The Prairies showed a four-fold increase in rates of new diagnoses over the course of the study period, driven by new infections in Saskatchewan, where each year on average, 200 new people are diagnosed with HIV infection. Manitoba has also demonstrated an increase in new diagnoses, from 51 in 1995 to 105 in 2009.
According to a report released by Ottawa’s public health officials last year, there was a sharp increase in the number of new reported HIV cases in the first half of 2011 compared to the same time frame in 2010. HIV cases in Ottawa increased by almost 50 per cent from 32 cases in 2010 to 46 reported new HIV infections in 2011. In comparison, new HIV diagnoses in Toronto dropped from 596 in 2009 to 502 in 2010. In Vancouver, new HIV diagnoses remained steady (167 in 2010 and 164 in 2009) and represented a drop from the 10-year high of 242 new cases in 2002.

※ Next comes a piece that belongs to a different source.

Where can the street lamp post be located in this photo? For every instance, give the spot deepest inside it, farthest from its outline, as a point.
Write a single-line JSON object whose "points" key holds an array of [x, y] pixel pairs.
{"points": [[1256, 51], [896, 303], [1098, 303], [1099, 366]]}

“This BC-CfE study provides compelling evidence that expanded HAART coverage can markedly curb the impact of HIV,” said Dr. Robert Hogg, lead author of the study, director of the Epidemiology and Population Health Program at the BC-CfE and a professor at Simon Fraser University. “The implications for public health are enormous. Policymakers cannot afford to ignore the evidence. Immediate access to free HAART should be considered a clinical imperative and a human rights priority.”

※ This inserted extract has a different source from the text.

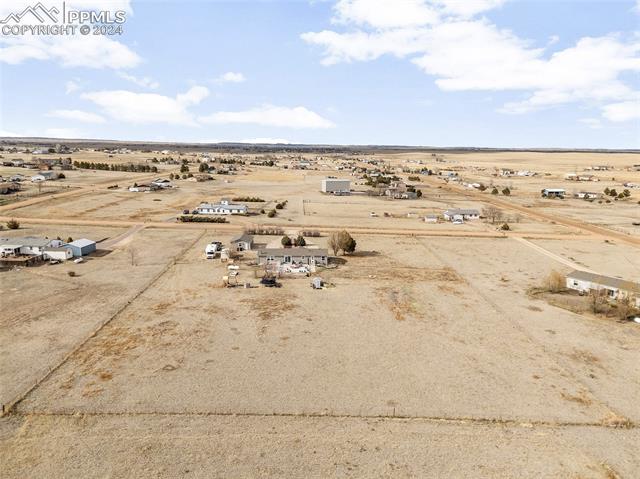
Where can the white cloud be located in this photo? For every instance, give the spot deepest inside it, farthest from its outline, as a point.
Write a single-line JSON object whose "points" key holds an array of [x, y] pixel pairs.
{"points": [[465, 53], [270, 115], [144, 82], [76, 115], [593, 123], [230, 77], [266, 141], [384, 14], [71, 86], [6, 133], [141, 108], [62, 133], [623, 111]]}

BACKGROUND | Treatment as Prevention
The Treatment as Prevention strategy has been pioneered by BC-CfE’s Dr. Julio Montaner. It involves widespread HIV testing and immediate provision of anti-HIV drugs known as HAART to medically eligible people with HIV. The BC-CfE has demonstrated that the benefits of early HAART treatment are twofold: it reduces the level of HIV in the blood to undetectable levels thus improving the health of people with HIV, and decreases the level of HIV in sexual fluids to undetectable levels thus reducing the likelihood of HIV transmission by more than 95 per cent. In 2009, the BC government invested $48 million over four years in the BC-CfE-led Seek and Treat for Optimal Prevention of HIV/AIDS (STOP HIV/AIDS) pilot project. The intent of the pilot is to expand HIV testing and treatment among hard-to-reach populations such as injection drug users in Vancouver’s inner city and Prince George.
Treatment as Prevention is internationally recognized by organizations such as the World Health Organization, International AIDS Society and the Joint United Nations Programme on HIV/AIDS (UNAIDS). Treatment as Prevention has been endorsed by U.S. President Barack Obama, Secretary of State Hillary Clinton and former U.S. President Bill Clinton as an effective strategy in the fight against HIV/AIDS.
About the British Columbia Centre for Excellence in HIV/AIDS
The BC Centre for Excellence in HIV/AIDS (BC-CfE) is Canada’s largest HIV/AIDS research, treatment and education facility and is internationally recognized as an innovative world leader in combating HIV/AIDS and related diseases. BC-CfE is based at St. Paul’s Hospital, Providence Health Care, a teaching hospital of the University of British Columbia. The BC-CfE works in close collaboration with key provincial stakeholders, including health authorities, health care providers, academics from other institutions, and the community to decrease the health burden of HIV and AIDS and to improve the health of British Columbians living with HIV through developing, monitoring and disseminating comprehensive research and treatment programs for HIV and related illnesses.